Any mention of python, code, or programming in general, other than the title of the REQ, was just in passing.

It sounded like the dream job to me. I was not expected to be an "expert programmer." I was expected to be a good network engineer first, with a focus on automating and coding this all.

I began reading about Infrastructure as code and had dreams of a long and successful career. "This is the future" I thought, and I was going to be smack dab in the middle of it.

To prepare for the Interview I poured over the technologies listed in the job REQ. My recruiter reassured me that they were mainly looking for a networking guy, who knew python and had written a few scripts on the side. So that's what I prepared for.

Then came the interview. And it. Went. HORRIBLE. I was totally unprepared, and I left there feeling humiliated and knowing I did not get the job.

I was taken completely off guard by the interview. It did not ask a single question about routing protocols or networking really in general. Instead it started out hot and heavy about coding and development concepts. Stuff that I, as a network engineer who had self-taught himself python, knew absolutely NOTHING about.

I'll try to recount the questions I was asked as best as I can but honestly it was just a blur:

  • How do you manage source control? Something about "single source of truth."

  • Tell me about how you manage branching, pull requests, bugs and hotfixes?

  • How have you integrated unit testing, integration testing, and regression testing?

  • Tell us about linting your code.

  • Does your code closely follow PEP8?

  • How have you optimized "oh one complexity, and oh N complexity?"

  • How have you achieved a repeatable and sustainable code base? Tell us about your SDLC pipeline.

By the end of this interview, my face must have been beat red. I tried to work in a few examples of how my scripts had increased efficiency in our environment, and how a solid foundation of networking protocols was I would bring to the table, but they didn't want to hear about any of that.

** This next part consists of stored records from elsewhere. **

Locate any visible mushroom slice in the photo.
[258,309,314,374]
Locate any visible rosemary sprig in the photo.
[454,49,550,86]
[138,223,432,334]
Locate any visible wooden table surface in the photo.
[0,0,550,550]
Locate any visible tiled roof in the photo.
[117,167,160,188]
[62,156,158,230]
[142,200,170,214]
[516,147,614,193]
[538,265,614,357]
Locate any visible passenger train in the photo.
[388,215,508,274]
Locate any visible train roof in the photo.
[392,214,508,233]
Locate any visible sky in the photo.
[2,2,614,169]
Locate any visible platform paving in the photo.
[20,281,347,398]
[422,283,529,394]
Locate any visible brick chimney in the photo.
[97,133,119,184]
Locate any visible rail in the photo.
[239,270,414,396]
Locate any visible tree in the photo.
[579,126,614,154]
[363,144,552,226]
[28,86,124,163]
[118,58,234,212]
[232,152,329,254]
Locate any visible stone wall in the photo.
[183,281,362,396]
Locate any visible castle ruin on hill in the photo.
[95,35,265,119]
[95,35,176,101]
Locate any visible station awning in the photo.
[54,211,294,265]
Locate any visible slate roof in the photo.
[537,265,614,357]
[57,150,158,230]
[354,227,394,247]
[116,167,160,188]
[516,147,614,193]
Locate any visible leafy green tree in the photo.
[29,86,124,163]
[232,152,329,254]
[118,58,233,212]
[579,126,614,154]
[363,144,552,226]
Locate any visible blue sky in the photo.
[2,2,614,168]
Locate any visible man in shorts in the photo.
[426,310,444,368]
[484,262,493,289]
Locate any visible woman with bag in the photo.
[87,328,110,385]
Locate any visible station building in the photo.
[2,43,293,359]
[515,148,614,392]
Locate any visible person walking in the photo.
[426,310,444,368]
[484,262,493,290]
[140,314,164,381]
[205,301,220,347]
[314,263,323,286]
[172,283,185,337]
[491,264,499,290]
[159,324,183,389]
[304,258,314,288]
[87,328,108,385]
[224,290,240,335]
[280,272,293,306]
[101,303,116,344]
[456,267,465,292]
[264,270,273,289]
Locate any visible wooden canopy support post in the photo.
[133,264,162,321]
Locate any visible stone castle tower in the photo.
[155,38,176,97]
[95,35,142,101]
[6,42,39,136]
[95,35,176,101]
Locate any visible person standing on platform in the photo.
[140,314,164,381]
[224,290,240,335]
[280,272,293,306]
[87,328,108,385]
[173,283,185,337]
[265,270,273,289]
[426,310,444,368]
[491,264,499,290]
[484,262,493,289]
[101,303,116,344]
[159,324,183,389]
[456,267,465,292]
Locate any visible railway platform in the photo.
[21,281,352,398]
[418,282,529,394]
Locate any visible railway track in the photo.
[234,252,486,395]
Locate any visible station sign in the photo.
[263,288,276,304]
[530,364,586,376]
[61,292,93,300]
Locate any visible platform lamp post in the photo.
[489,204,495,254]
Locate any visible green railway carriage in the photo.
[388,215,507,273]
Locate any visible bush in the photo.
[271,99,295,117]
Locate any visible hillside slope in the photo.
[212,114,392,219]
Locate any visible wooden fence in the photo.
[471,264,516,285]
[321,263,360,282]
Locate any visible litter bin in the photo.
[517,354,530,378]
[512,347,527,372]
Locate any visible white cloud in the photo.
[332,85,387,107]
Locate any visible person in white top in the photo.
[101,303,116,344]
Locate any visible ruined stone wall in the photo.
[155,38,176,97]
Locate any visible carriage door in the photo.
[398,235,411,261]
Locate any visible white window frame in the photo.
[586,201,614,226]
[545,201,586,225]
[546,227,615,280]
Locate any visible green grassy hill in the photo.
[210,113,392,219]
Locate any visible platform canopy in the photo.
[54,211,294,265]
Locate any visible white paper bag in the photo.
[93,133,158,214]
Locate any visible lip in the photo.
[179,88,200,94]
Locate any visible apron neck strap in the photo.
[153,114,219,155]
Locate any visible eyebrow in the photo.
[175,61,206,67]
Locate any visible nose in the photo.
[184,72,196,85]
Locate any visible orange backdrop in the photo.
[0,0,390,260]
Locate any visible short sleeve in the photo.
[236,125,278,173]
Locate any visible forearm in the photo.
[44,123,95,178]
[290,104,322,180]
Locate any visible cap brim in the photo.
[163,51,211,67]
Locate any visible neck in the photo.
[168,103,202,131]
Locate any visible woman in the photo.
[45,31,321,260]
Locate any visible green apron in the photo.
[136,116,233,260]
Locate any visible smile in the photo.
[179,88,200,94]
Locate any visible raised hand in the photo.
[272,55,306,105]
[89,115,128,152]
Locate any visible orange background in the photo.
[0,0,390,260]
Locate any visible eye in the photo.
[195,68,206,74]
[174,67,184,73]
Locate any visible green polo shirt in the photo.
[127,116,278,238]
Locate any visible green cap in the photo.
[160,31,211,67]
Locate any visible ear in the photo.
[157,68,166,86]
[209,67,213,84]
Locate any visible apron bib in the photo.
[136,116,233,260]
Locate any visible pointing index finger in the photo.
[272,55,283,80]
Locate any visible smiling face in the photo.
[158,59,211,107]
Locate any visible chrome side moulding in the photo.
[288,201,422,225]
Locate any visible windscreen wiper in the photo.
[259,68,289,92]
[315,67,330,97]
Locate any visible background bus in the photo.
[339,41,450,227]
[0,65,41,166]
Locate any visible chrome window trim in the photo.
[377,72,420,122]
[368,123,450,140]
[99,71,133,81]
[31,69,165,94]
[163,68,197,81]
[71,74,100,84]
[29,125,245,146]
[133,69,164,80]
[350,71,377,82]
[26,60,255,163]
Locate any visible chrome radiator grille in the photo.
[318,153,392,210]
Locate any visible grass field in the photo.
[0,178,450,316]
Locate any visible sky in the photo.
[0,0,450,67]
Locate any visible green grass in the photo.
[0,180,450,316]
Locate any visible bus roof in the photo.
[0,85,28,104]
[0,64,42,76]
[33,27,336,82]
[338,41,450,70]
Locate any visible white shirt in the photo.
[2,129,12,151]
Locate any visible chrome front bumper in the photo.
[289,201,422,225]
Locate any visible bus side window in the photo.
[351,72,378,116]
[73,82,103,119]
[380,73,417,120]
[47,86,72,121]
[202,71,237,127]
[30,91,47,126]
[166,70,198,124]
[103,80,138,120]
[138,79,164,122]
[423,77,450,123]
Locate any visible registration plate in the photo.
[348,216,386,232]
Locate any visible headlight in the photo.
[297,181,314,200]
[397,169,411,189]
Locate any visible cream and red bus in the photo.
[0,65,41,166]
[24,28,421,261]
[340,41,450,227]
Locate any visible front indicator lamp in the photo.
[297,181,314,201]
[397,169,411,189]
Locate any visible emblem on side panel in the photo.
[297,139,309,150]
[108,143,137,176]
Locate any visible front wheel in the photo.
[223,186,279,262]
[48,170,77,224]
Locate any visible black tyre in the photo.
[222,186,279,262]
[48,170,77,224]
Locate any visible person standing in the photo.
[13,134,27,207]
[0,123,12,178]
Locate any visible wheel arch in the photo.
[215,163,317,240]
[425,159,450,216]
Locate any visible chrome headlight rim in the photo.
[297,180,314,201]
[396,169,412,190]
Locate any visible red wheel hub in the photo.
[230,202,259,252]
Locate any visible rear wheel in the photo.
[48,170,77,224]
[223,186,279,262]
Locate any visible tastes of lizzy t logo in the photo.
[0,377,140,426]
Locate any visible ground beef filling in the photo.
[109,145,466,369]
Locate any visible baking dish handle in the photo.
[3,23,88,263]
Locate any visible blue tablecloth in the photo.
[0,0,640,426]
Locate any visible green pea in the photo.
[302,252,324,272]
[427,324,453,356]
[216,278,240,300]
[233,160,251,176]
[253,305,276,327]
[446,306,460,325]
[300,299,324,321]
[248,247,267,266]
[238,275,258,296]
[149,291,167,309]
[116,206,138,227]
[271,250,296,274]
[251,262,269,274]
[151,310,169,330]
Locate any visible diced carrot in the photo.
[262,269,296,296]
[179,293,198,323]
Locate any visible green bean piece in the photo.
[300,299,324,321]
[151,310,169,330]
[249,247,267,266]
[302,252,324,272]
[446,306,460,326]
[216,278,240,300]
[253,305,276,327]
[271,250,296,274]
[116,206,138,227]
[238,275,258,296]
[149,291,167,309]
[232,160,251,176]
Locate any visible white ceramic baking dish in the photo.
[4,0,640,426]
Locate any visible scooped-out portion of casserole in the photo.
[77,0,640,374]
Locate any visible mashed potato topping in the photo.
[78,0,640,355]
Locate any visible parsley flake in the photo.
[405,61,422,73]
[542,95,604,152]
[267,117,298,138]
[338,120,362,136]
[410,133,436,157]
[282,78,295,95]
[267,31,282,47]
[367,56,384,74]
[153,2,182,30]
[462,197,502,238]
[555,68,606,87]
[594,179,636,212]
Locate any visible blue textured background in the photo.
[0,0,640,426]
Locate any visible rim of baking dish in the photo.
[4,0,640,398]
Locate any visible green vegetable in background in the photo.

The most painful part of this was that even after I had showed I was mostly clueless about any of what they were asking (and I didn't try to lie and stumble through stuff. I just said my experience lay elsewhere and I wasn't familiar with the concept, etc.) they STILL kept pouring on the questions. It was like a dumpster fire.

It's been over a week now and I haven't heard back from the company nor even the recruiter who had initially contacted me. He hasn't even returned my calls.

So I just wanted to get this all off my chest and rant for a bit. If you've spent most of your career as a network engineer, and you suddenly think you're going to turn around and "learn to code" and go to a place like that, I think it's a pipe dream my friends.

These seem like life long crafts. I felt like a caveman being asked these questions. I can't even imagine how I could possibly get to where I currently am to where they wanted me to be.

Have you had similar experiences? Am I letting one bad experience discourage me too much? Because from where I'm sitting right now, I feel like I need to go crawl into a hole somewhere. I got a brief glimpse into a world far more advanced than the one I've been living in, and I felt overwhelmingly that I wasn't cut out for being in that world.